Sunday, July 21, 2013

July 21

It would be easy for me to just continue on posting these entries every day without addressing an important truth, but I feel like I need to be straightforward. Some days, it's incredibly hard for me to feel, hear, see or even experience God in even the most rudimentary fashion. Lately, I've felt very spiritually dry; more emotional than usual and honestly, more combative against God Himself. I guess I could boil it down by saying that I'm angry. Over what? A lot of things. But I've come to a place where I know it doesn't help me to be silent and mad, and if me admitting that I feel this way now and then can be helpful to someone else going through a bad spell, then I'm glad to do it.
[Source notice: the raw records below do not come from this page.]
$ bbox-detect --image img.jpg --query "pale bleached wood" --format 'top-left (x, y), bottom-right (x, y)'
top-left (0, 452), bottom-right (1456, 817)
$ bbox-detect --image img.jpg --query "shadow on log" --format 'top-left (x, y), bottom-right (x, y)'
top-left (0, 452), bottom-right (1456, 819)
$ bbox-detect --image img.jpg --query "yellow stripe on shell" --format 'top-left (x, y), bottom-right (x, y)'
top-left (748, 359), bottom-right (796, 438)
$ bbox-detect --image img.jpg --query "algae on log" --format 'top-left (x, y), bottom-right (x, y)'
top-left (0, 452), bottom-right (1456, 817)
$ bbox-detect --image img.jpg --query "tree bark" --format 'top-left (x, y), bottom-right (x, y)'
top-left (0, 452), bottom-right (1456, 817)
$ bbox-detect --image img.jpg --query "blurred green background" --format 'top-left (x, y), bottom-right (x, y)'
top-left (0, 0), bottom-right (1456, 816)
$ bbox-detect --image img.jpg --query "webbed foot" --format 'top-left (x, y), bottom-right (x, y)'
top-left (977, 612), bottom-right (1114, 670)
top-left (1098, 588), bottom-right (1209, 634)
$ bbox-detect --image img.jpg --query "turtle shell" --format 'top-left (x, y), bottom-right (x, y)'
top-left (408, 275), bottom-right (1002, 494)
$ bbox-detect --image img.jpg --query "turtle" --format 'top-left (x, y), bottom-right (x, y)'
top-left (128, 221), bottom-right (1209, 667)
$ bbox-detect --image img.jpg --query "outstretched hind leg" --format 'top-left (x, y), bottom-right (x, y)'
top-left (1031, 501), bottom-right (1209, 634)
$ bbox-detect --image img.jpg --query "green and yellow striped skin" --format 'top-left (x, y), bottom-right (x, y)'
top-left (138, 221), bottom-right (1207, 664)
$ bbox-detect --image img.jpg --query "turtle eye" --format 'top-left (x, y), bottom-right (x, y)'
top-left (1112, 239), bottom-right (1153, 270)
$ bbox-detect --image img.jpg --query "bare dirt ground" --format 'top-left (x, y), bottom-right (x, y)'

With that said, even when my reserves feel like they're gone and I'm taxed beyond what I feel like I can take, I know I still have to keep looking. And today, this is what I saw:

It is at face value, of course, the Little Boys. But it's more complicated than that. It's a snapshot of them, yes. But they're also sitting on a ginormous pool floatie that Adam's sister gave Isaac at today's family birthday gathering. And the floatie is plunked down on the (granted, kind of disgusting) carpet that I own inside the family room of the house that I own. And Isaac is holding a jug of chocolate milk. So it's not just a picture of two of my kids or a snapshot of my reality, but also a reminder that I have the basics --more than the basics, in fact-- that help me function in this life: family, a home, food and some extras.

Even when I'm angry or frustrated or feeling disconnected, my needs are still being met. It's hard to remember and be truly, sincerely thankful for those things when my heart wishes for so much more --like my Sunshine-- but I'm working on it.